Time After Time
- Cover art for the 1987 Dell Laurel Leaf edition
- Author: Allen Appel
- Cover artist: Fred Marcellino
- Series: Pastmaster series
- Genre: Science fiction
- Published: 1985 by Carroll & Graf
- Media type: Print
- Pages: 372
- ISBN: 978-0-8818-4182-4
- OCLC: 12214365
- Dewey Decimal: 813.54
- LC Class: PS3551.P552
- Followed by: Twice Upon A Time

= Time After Time (Appel novel) =

1985 novel by Allen Appel

Time After Time is a novel by Allen Appel, first published in 1985 by Carroll & Graf. It launched the Alex Balfour series of time travel novels, which the author usually refers to as the "Pastmaster" series.

==Characters and story==
The story follows New School history professor Alex Balfour as he is tossed back and forth between present-day New York City and the Russian Revolution of 1917. Seeking an explanation for his unusual situation, Alex attempts to save Czar Nicholas and his family. In the course of the novel, he encounters Ivan Pavlov, Vladimir Lenin, Leon Trotsky and Grigory Rasputin.

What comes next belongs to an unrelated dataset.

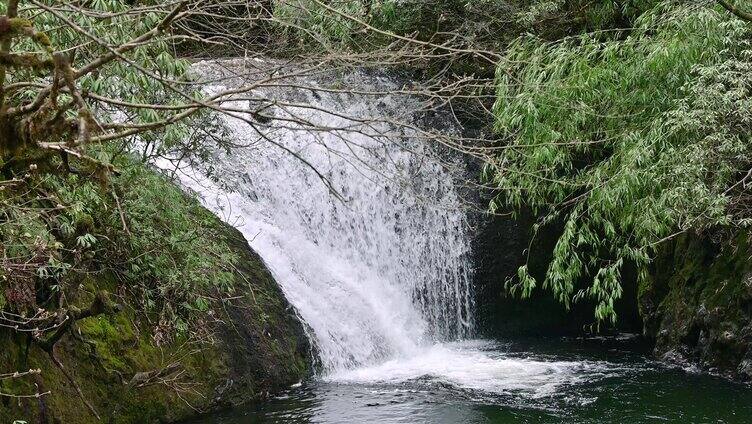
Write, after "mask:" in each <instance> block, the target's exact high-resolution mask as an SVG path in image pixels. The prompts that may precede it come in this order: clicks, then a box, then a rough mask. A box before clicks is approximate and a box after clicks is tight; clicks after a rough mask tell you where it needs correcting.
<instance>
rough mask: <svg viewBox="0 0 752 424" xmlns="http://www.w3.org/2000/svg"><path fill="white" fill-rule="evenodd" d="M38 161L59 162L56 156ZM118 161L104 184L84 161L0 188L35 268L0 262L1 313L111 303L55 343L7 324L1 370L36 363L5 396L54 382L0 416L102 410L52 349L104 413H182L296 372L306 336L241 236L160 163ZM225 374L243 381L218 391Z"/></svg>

Along with favorable reviews, the novel received recognition from the American Library Association as one of the Best Young Adult Novels of the Year . The novel gained more readers with a 1987 Dell Laurel Leaf edition displaying cover art by renowned illustrator Fred Marcellino, and it was reprinted again as a Dell mass-market paperback in 1990.

Other books in the series are Twice Upon a Time (1988), an American Library Association nominee in the Best Young Adult Novels of the Year category, and Till the End of Time (1990), another ALA nominee. In Time of War (2003) takes place during the American Civil War. Sea of Time, set aboard the Titanic, was written in 1987 but never published.